2. Phase 2 verification (Telegram cards)

# Trigger digest manually with cards on
TELEGRAM_DIGEST_CARDS=1 TELEGRAM_DIGEST_CARDS_K=2 python3 digest.py
# Expect: 2 inline-keyboard cards arrive on Telegram.

# Cole taps Done on card 1, Dismiss on card 2.
tail -2 ~/ai-projects/mission-control/data/ai-intelligence/feedback.jsonl
# Expect: 2 rows, verdicts "done" and "dismiss", via:"telegram", user:"cole".

# Confirm buttons strip from cards after tap.

# Test admin gate
# Have Caleb (operator) tap Dispatch on a card.
# Expect: Caleb's tap logs as "later" with note "only admin can dispatch."

3. End-to-end Mon/Thu digest

  • Wait for next scheduled digest (or invoke).
  • Confirm cards arrive, react to all 5.
  • Wait 12 hours, run next scrape. Confirm at least 1 row in tier1_log.jsonl (from any threads Cole queued in interim).
  • Check digest header on subsequent digest shows "Last 7d: 1 auto-applied, 5 verdicts logged".
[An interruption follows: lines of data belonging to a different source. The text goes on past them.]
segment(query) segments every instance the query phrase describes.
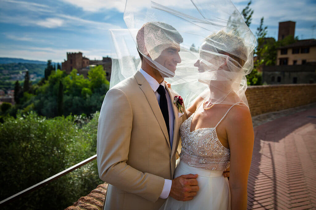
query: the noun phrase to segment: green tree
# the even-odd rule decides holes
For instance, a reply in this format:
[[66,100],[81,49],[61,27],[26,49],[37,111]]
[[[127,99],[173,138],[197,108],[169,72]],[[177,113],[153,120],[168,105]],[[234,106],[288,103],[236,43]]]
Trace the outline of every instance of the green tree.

What NOT to build (explicit non-goals)

  • /tier1 log, /approvals, /approve N, /reject N, /status commands — separate plan after #1+#2 prove out.
  • Voice → DISPATCH task — separate plan.
  • source_class field on finds.jsonl — original plan proposed this; Opus showed it doesn't work. Skip entirely.
  • Threshold change 80 → 75 — Opus showed official finds score 53-69, so a threshold drop has no effect. This is a rubric problem, not a threshold problem. If you want more official-source Tier 1 activity, the right fix is rubric tuning in score.py, not gate-relaxing in tier1_apply.py. Out of scope for this plan.
  • feedback_operator.jsonl — dead file nothing reads. Operator dispatch attempts log as later with a chat warning instead.

Key file references

  • ~/ai-projects-local/mission-control/scripts/ai_intelligence/tier1_apply.py (Phase 1 target)
  • ~/ai-projects-local/mission-control/scripts/ai_intelligence/run.sh (orchestration wiring, Phase 1)
  • ~/ai-projects-local/mission-control/scripts/ai_intelligence/digest.py (~line 339-351 is where to add send_digest_cards)
  • ~/ai-projects-local/mission-control/scripts/ai_intelligence/telegram.py (add 3 helpers)
  • ~/ai-projects-local/mission-control/scripts/telegram_watcher.py (~line 726-748 callback branch)
  • ~/ai-projects-local/mission-control/scripts/ai_intelligence/feedback.py (add user param to record())
  • ~/ai-projects-local/browser-agent/threads/pending/ (source for --promote-pending)
  • ~/ai-projects-local/browser-agent/threads/done/ (destination after processing)
  • ~/ai-projects/mission-control/data/ai-intelligence/feedback.jsonl (verdict log)
  • ~/ai-projects/mission-control/data/ai-intelligence/tier1_log.jsonl (auto-apply audit trail — will be created on first run)

Cole's preferences relevant here

  • No backwards-compat shims — if old behavior is replaced, replace it cleanly. Don't keep both paths "just in case."
  • Default to no comments in code; only when the why is non-obvious.
  • Hard kill switches required on both changes. For Phase 1 = no flag means existing behavior preserved. For Phase 2 = TELEGRAM_DIGEST_CARDS=0 reverts to text-only digest.
  • Surgical changes — don't refactor adjacent code. Match existing style of the file you're editing.
  • Verification before claiming done — run the test plan above and show output. Don't claim "verified" unless you actually ran it.
  • WarehouseAPI is NOT involved in this work — don't touch it.

What the prior session (this one) confirmed

  • Current tier1_log.jsonl: does not exist (0 applies).
  • Current feedback.jsonl: 1 row from 2026-06-12.
  • Current pending/: 1 thread (2026-06-16-2066882971374678057-*.md) waiting for digest drain.
  • Current done/: 10 threads processed since late May, regular cadence.
  • Telegram watcher has zero callback_query / inline-keyboard support today (greenfield for Phase 2).
  • Scrape ran successfully this morning 06:44 — pipeline upstream of these changes is healthy.

If you discover anything else broken upstream while doing this work, log it to agent-council.md rather than fixing it inline. Stay scoped.


Build Phase 1 first. Verify it produces tier1_log.jsonl rows. THEN build Phase 2. Phase 1 is lower-risk (file-system + existing Claude session pattern), and once it ships, Cole gets visible Tier 1 activity even before Phase 2 lands.

Good luck. Update execution log in ~/ai-projects/mission-control/plans/telegram-digest-loop-closer.md as you work.